Prep 20 mins
Cook 6 hrs 5 mins
Rich and exotic. Panna cotta is a delicate Italian custard made with gelatin instead of eggs. This one has a silky texture reminiscent of Chinese egg custard tarts. It's flavored with ginger and topped with mango. A perfect Chinese-Italian fusion dessert. Other fruits like apricots, oranges, or berries also work well in place of the mango.
- nonstick cooking spray
- 1 (1/4 ounce) envelope unflavored gelatin
- 1⁄4 cup water
- 1⁄2 cup powdered sugar
- 1 cup milk or 1 cup soymilk
- 1 (14 ounce) can evaporated milk
- 1 cup heavy cream (35%)
- 2 drops vanilla
- 1 tablespoon gingerroot, minced (1/2 oz)
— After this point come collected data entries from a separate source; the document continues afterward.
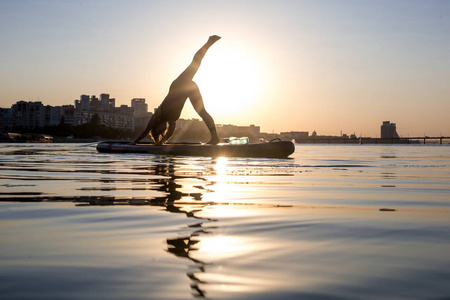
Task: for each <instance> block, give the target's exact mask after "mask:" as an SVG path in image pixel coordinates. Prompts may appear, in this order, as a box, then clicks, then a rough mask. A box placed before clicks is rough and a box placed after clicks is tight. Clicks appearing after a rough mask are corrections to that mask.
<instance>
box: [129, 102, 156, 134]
mask: <svg viewBox="0 0 450 300" xmlns="http://www.w3.org/2000/svg"><path fill="white" fill-rule="evenodd" d="M131 107H132V109H133V119H134V128H133V130H134V129H136V128H138V129H143V128H145V127H146V126H147V123H148V120H150V117H151V115H152V114H151V113H149V112H148V105H147V103H145V99H144V98H133V99H131Z"/></svg>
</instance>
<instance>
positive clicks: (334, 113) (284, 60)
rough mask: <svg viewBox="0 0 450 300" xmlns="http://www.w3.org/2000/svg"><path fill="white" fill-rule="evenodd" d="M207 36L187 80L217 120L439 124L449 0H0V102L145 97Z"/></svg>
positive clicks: (449, 108)
mask: <svg viewBox="0 0 450 300" xmlns="http://www.w3.org/2000/svg"><path fill="white" fill-rule="evenodd" d="M210 35H219V36H221V37H222V39H221V40H219V41H218V42H217V43H216V44H214V45H213V46H212V47H211V48H210V49H209V51H208V53H207V54H206V56H205V58H204V60H203V62H202V65H201V67H200V69H199V71H198V73H197V75H196V77H195V78H194V80H195V81H196V82H197V84H198V86H199V88H200V91H201V92H202V95H203V100H204V103H205V107H206V109H207V111H208V112H209V113H210V114H211V115H212V117H213V118H214V120H215V122H216V123H217V124H234V125H250V124H255V125H258V126H260V127H261V131H263V132H283V131H308V132H309V133H310V134H311V133H312V132H313V131H316V132H317V134H319V135H340V134H341V132H342V133H346V134H353V133H355V134H356V135H357V136H366V137H379V136H380V126H381V124H382V122H383V121H391V122H394V123H396V124H397V131H398V133H399V134H400V135H401V136H403V137H408V136H409V137H413V136H424V135H427V136H441V135H444V136H450V117H449V115H450V84H449V78H450V1H433V0H430V1H417V0H389V1H383V0H378V1H371V0H367V1H364V0H358V1H357V0H354V1H353V0H339V1H335V0H333V1H325V0H315V1H303V0H293V1H286V0H277V1H272V0H268V1H265V0H258V1H253V0H246V1H242V0H238V1H214V0H210V1H195V0H189V1H184V0H174V1H171V0H161V1H154V0H145V1H144V0H123V1H122V0H120V1H119V0H77V1H75V0H53V1H42V0H31V1H24V0H15V1H13V0H0V54H1V55H0V107H3V108H8V107H11V105H12V104H14V103H15V102H17V101H19V100H25V101H41V102H42V103H43V104H44V105H53V106H56V105H66V104H73V103H74V100H76V99H79V98H80V95H82V94H86V95H96V96H97V97H98V96H99V95H100V94H101V93H108V94H110V96H111V97H112V98H115V99H116V106H118V105H122V104H126V105H130V103H131V99H132V98H145V99H146V102H147V103H148V105H149V110H153V108H156V107H157V106H159V104H160V103H161V101H162V100H163V99H164V97H165V96H166V94H167V91H168V88H169V86H170V84H171V82H172V81H173V80H174V79H175V78H176V77H177V76H178V75H179V74H180V73H181V72H182V71H183V70H184V69H185V68H186V67H187V66H188V65H189V63H190V62H191V60H192V57H193V55H194V54H195V52H196V51H197V50H198V49H199V48H200V47H201V46H202V45H203V44H204V43H205V42H206V41H207V39H208V37H209V36H210ZM181 117H182V118H187V119H190V118H199V117H198V115H197V114H196V113H195V111H194V110H193V109H192V106H191V104H190V103H189V102H187V103H186V105H185V109H184V111H183V113H182V115H181Z"/></svg>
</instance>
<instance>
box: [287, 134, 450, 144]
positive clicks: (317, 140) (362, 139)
mask: <svg viewBox="0 0 450 300" xmlns="http://www.w3.org/2000/svg"><path fill="white" fill-rule="evenodd" d="M431 140H436V141H437V140H439V144H441V145H442V144H443V141H444V140H449V143H450V136H423V137H406V138H405V137H398V138H370V137H369V138H366V137H360V138H345V137H320V136H319V137H308V138H301V139H295V142H296V143H299V144H414V143H420V142H422V141H423V144H426V143H427V141H428V142H430V141H431Z"/></svg>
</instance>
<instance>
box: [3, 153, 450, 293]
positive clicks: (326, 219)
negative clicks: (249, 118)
mask: <svg viewBox="0 0 450 300" xmlns="http://www.w3.org/2000/svg"><path fill="white" fill-rule="evenodd" d="M449 217H450V147H448V146H446V145H437V146H432V145H413V146H410V145H303V144H302V145H297V146H296V152H295V153H294V154H293V155H292V158H291V159H249V158H232V159H225V158H217V159H211V158H199V157H193V158H192V157H191V158H189V157H168V156H167V157H161V156H159V157H158V156H152V155H139V154H126V155H125V154H99V153H97V152H96V150H95V146H87V147H77V145H73V144H2V145H0V243H1V244H0V246H1V247H0V249H1V251H0V295H1V299H190V298H207V299H448V298H450V285H449V284H448V283H449V282H450V232H449V231H450V230H449V228H450V227H449V225H450V218H449Z"/></svg>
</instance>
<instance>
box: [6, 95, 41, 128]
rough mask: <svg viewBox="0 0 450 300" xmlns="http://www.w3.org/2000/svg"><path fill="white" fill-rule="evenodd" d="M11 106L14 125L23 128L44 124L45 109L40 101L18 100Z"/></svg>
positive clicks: (31, 126)
mask: <svg viewBox="0 0 450 300" xmlns="http://www.w3.org/2000/svg"><path fill="white" fill-rule="evenodd" d="M11 108H12V111H13V123H14V126H21V127H25V128H36V127H44V126H45V109H44V105H42V102H40V101H38V102H31V101H29V102H26V101H18V102H16V104H13V106H11Z"/></svg>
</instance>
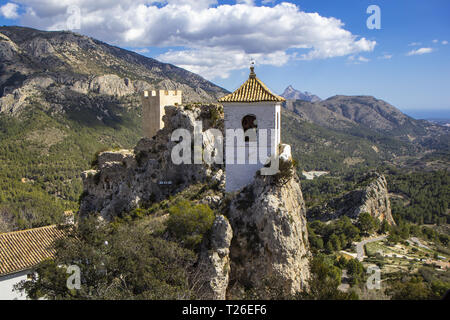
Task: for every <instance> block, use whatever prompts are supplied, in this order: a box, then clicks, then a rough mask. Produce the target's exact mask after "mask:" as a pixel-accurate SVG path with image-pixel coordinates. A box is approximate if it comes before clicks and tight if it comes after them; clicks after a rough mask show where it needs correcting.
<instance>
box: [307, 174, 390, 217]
mask: <svg viewBox="0 0 450 320" xmlns="http://www.w3.org/2000/svg"><path fill="white" fill-rule="evenodd" d="M363 212H367V213H369V214H370V215H371V216H372V217H373V218H375V219H378V220H379V221H383V220H386V221H387V222H388V223H389V224H390V225H395V221H394V218H393V217H392V213H391V202H390V200H389V192H388V187H387V181H386V178H385V176H384V175H380V174H377V173H375V174H374V175H370V177H369V178H368V180H367V181H366V182H365V186H363V187H360V188H358V189H356V190H353V191H350V192H348V193H346V194H345V195H344V196H342V197H339V198H335V199H332V200H331V201H329V202H328V203H325V204H323V205H322V206H319V207H316V208H313V209H312V210H310V211H308V219H309V218H310V219H319V220H325V221H326V220H332V219H337V218H339V217H341V216H343V215H346V216H348V217H349V218H352V219H357V218H358V216H359V215H360V214H361V213H363Z"/></svg>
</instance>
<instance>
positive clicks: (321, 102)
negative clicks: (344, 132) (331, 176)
mask: <svg viewBox="0 0 450 320" xmlns="http://www.w3.org/2000/svg"><path fill="white" fill-rule="evenodd" d="M285 107H286V108H287V109H288V110H291V111H293V112H294V113H296V114H297V115H299V116H300V117H301V118H302V119H304V120H306V121H308V122H312V123H314V124H317V125H320V126H323V127H327V128H330V129H335V130H340V131H344V132H348V131H353V132H355V133H356V132H360V133H357V134H364V132H365V131H367V132H377V133H378V134H380V135H386V136H389V137H391V138H394V137H395V138H396V139H398V140H401V141H403V142H407V143H412V144H413V145H416V146H422V147H425V148H426V149H428V150H432V149H434V150H445V149H446V148H447V149H448V148H449V147H450V128H446V127H443V126H439V125H436V124H434V123H431V122H429V121H425V120H415V119H413V118H411V117H409V116H407V115H405V114H404V113H402V112H401V111H400V110H398V109H397V108H395V107H394V106H392V105H390V104H389V103H387V102H385V101H383V100H380V99H376V98H374V97H371V96H334V97H331V98H328V99H326V100H323V101H319V102H315V103H312V102H307V101H301V100H295V101H288V102H286V104H285Z"/></svg>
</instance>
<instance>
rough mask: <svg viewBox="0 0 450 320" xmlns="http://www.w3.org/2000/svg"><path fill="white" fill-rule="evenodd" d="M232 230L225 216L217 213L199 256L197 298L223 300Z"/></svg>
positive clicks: (224, 298)
mask: <svg viewBox="0 0 450 320" xmlns="http://www.w3.org/2000/svg"><path fill="white" fill-rule="evenodd" d="M232 237H233V230H232V229H231V226H230V223H229V222H228V220H227V218H225V217H224V216H222V215H219V216H217V217H216V219H215V220H214V223H213V226H212V230H211V236H210V240H209V244H208V245H207V246H204V247H203V249H202V251H201V253H200V258H199V263H198V269H197V270H198V273H199V276H200V279H201V281H200V288H199V290H198V291H199V298H201V299H208V300H211V299H212V300H224V299H225V297H226V292H227V288H228V281H229V273H230V257H229V253H230V244H231V239H232Z"/></svg>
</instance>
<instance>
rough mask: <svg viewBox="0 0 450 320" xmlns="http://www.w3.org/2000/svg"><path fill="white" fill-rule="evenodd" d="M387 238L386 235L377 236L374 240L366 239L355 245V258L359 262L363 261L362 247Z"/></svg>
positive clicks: (363, 251) (362, 247) (383, 239)
mask: <svg viewBox="0 0 450 320" xmlns="http://www.w3.org/2000/svg"><path fill="white" fill-rule="evenodd" d="M386 238H387V235H384V236H379V237H376V238H370V239H366V240H363V241H360V242H358V243H357V244H356V258H357V259H358V260H359V261H363V260H364V245H365V244H367V243H370V242H375V241H380V240H384V239H386Z"/></svg>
- 2 mangoes, peeled and diced (1-1 1/4 cups)
- Spray a paper towel with a little cooking spray and use it to grease 8 (1-cup) custard cups or one 8-cup serving bowl; set aside.
- In a saucepan, sprinkle gelatin over water and let sit for 2-3 minutes, without stirring, to soften.
- Stir until gelatin dissolves.
- Add sugar, milk, evaporated milk, cream, vanilla, and ginger; bring to a simmer over medium, stirring constantly (3-5 minutes).
- Remove from heat, then allow to rest for 2 minutes so flavors can blend.
- Strain mixture into custard cups.
- When cool, cover with plastic wrap and refrigerate until set (6 hours or overnight).
- Unmold, if desired; top each portion with a generous helping of fruit before serving.